3.2. taxon_filter.py - tools for taxonomic removal or filtration of readsΒΆ

This script contains a number of utilities for filtering NGS reads based on membership or non-membership in a species / genus / taxonomic grouping.

usage: taxon_filter.py subcommand
Sub-commands:
deplete_human

Run the entire depletion pipeline: bmtagger, mvicuna, blastn. Optionally, use lastal to select a specific taxon of interest.

usage: taxon_filter.py deplete_human [-h] [--taxfiltBam TAXFILTBAM]
                                     --bmtaggerDbs BMTAGGERDBS
                                     [BMTAGGERDBS ...] --blastDbs BLASTDBS
                                     [BLASTDBS ...] [--lastDb LASTDB]
                                     [--threads THREADS]
                                     [--JVMmemory JVMMEMORY]
                                     [--loglevel {DEBUG,INFO,WARNING,ERROR,CRITICAL,EXCEPTION}]
                                     [--version] [--tmp_dir TMP_DIR]
                                     [--tmp_dirKeep]
                                     inBam [revertBam] bmtaggerBam rmdupBam
                                     blastnBam
Positional arguments:
inBam Input BAM file.
revertBam Output BAM: read markup reverted with Picard.
bmtaggerBam Output BAM: depleted of human reads with BMTagger.
rmdupBam Output BAM: bmtaggerBam run through M-Vicuna duplicate removal.
blastnBam Output BAM: rmdupBam run through another depletion of human reads with BLASTN.
Options:
--taxfiltBam Output BAM: blastnBam run through taxonomic selection via LASTAL.
--bmtaggerDbs Reference databases (one or more) to deplete from input. For each db, requires prior creation of db.bitmask by bmtool, and db.srprism.idx, db.srprism.map, etc. by srprism mkindex.
--blastDbs One or more reference databases for blast to deplete from input.
--lastDb One reference database for last (required if –taxfiltBam is specified).
--threads=4 The number of threads to use in running blastn.
--JVMmemory=4g JVM virtual memory size for Picard FilterSamReads (default: %(default)s)
--loglevel=DEBUG
 

Verboseness of output. [default: %(default)s]

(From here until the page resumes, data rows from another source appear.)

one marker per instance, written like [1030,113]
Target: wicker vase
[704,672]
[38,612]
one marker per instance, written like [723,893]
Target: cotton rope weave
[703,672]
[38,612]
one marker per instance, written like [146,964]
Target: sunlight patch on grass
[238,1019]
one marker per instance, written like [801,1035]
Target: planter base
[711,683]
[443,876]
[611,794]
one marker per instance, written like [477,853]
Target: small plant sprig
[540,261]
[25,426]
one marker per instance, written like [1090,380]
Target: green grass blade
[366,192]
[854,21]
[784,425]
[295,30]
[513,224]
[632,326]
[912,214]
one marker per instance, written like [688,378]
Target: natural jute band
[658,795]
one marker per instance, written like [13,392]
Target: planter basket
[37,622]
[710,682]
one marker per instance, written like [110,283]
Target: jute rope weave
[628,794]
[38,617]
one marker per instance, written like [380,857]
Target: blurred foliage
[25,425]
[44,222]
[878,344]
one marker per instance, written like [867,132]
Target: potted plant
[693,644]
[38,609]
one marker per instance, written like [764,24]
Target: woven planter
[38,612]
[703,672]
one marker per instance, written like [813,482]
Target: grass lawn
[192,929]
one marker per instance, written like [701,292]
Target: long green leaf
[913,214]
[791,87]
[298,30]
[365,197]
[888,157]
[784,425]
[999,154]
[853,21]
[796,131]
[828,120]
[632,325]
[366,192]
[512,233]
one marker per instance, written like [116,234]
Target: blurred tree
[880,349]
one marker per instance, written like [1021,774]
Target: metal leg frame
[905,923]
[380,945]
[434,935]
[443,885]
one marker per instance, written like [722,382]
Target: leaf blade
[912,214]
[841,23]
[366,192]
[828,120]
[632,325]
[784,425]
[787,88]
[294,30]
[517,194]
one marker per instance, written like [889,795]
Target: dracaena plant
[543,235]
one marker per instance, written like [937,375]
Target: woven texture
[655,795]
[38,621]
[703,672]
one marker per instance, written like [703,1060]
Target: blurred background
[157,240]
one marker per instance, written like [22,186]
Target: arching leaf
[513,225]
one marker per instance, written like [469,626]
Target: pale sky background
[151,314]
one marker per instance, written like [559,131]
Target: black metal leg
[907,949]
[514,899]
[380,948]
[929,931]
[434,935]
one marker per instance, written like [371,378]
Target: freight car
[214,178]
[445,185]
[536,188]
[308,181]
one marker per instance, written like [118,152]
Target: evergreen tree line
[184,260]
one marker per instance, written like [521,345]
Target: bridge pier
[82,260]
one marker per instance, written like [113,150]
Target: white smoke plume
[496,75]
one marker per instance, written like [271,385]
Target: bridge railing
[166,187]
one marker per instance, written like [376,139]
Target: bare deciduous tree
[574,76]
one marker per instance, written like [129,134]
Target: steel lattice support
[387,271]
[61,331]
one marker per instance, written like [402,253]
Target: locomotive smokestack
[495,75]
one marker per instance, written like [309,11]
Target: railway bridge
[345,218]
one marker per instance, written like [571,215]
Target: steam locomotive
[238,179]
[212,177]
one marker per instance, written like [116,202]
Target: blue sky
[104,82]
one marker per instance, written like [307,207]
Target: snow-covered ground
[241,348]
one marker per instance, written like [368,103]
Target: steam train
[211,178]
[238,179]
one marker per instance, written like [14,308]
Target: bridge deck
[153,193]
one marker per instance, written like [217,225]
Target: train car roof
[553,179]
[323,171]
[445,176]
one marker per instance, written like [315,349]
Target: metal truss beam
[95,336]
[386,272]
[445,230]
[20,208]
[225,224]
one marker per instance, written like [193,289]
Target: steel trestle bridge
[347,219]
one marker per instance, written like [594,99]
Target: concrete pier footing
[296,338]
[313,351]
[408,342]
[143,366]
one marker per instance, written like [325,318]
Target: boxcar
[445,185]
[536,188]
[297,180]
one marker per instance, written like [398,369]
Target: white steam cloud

Possible choices: DEBUG, INFO, WARNING, ERROR, CRITICAL, EXCEPTION

--version, -V show program’s version number and exit
--tmp_dir=/tmp Base directory for temp files. [default: %(default)s]
--tmp_dirKeep=False
 Keep the tmp_dir if an exception occurs while running. Default is to delete all temp files at the end, even if there’s a failure.
filter_lastal_bam

Restrict input reads to those that align to the given reference database using LASTAL.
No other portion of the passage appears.